Joseph Wood Krutch, "The Violent Taming of a Violent Hawk," in New York Herald Tribune Book Review, March 23, 1952, p. 4.

["The Goshawk"], widely hailed in England with such phrases as "a masterpiece," "unforgettably interesting," and "an ornithological 'Moby Dick,'" is certainly nature writing with a difference. Ostensibly it describes how the author undertook to train a hawk for the intricate sport of falconry. Actually it is the story of a sick soul which took this unusual method of relieving its frustrations.

Mr. White never tells us what reasons other than the prevalent ones he may have had for hating the modern world, but he is almost hysterically angry from almost the first sentence and he was obviously far beyond the point where the healing presences of any Wordsworthian primroses could do him any good.

Beginning as he does in medias res, Mr. White never tells us even what first suggested falconry as an occupation but it is soon evident that falconry became for him an escape, a ritual and a vicarious participation in the cruelty of the universe. Because it has been practiced by aristocrats since before the dawn of history it represents the antithesis of the modern and the democratic. Because the hawk is fierce and bloody he represents a protest against everything which is sentimental and namby-pamby. Finally, because to train a hawk by the old-fashioned methods Mr. White used requires from the trainer sleepless nights and all sorts of exasperating hardships the trainer punishes himself at the same time that he is punishing others.

Whether or not either the experiences themselves or the writing of a book about them purged the author's soul is not clear, but at least the account is characterized everywhere by a sort of D. H. Lawrence fury in the writing and a tendency to turn aside frequently from the many technical details of falconry in order to work in obiter dicta about the loathsome depravity of our times and bloody vignettes of a rabbit's split skull or a badger torn to pieces by dogs.

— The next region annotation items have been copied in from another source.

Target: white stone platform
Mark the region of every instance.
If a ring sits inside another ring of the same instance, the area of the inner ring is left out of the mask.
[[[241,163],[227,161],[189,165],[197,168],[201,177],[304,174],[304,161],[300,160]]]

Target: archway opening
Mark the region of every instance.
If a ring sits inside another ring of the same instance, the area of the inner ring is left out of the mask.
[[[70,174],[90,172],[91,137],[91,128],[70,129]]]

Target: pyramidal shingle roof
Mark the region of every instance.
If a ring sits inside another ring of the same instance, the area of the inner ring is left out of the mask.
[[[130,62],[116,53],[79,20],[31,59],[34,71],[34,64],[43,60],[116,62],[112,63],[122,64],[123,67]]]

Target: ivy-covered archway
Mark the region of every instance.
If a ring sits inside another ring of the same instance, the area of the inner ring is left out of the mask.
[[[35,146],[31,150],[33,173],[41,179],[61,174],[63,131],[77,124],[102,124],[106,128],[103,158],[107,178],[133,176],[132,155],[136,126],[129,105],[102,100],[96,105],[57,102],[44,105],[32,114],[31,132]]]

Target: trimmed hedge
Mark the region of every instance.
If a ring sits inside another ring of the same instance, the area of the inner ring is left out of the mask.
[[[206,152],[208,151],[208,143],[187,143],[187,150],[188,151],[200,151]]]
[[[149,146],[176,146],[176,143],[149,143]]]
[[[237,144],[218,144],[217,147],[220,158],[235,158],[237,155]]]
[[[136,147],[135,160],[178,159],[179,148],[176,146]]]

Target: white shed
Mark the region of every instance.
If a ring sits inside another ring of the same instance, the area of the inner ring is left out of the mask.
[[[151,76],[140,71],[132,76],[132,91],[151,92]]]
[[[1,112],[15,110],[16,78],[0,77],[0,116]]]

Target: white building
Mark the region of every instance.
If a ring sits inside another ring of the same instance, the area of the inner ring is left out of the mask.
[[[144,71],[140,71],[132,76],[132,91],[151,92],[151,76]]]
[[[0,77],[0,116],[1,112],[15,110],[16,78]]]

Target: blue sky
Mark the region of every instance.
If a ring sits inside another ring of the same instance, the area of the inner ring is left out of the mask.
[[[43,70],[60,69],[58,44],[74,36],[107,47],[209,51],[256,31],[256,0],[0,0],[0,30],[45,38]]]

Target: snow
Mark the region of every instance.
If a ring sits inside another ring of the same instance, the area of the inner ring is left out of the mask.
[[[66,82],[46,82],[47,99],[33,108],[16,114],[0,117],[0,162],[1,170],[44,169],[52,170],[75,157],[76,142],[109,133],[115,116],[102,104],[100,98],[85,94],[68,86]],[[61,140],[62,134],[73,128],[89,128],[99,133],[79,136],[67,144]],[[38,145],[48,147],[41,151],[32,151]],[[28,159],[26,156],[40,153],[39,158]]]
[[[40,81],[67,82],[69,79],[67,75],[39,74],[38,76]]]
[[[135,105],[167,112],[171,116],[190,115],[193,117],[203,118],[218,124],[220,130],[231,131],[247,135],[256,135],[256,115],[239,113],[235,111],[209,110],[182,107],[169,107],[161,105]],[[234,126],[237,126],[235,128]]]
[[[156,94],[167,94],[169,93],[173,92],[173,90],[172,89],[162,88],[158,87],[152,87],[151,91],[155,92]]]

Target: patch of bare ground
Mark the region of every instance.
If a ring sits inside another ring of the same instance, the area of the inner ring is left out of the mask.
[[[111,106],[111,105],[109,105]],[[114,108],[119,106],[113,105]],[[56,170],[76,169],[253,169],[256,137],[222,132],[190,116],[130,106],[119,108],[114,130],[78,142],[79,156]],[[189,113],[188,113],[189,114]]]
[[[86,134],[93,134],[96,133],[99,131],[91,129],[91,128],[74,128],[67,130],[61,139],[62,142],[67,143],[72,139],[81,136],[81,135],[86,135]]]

That this book is written with sincerity and force nearly everyone will admit. Not everybody, on the other hand, is going to find it pleasant reading and there is bound to be considerable difference of opinion concerning its mood and intention. By its admirers it will be called strong, manly, unsentimental. Here is the story of a man who rejects modern civilization and who returns to the ancient, the primitive, and the violent, thus seeking health by contact with the ruthlessness of nature. Others will object that the cult of violence is, in its own way just as sentimental as its opposite and will suspect in Mr. White's glorification of violence something uncomfortably close to the kind of romanticism which inspired recent unsuccessful political experiments in certain parts of Europe.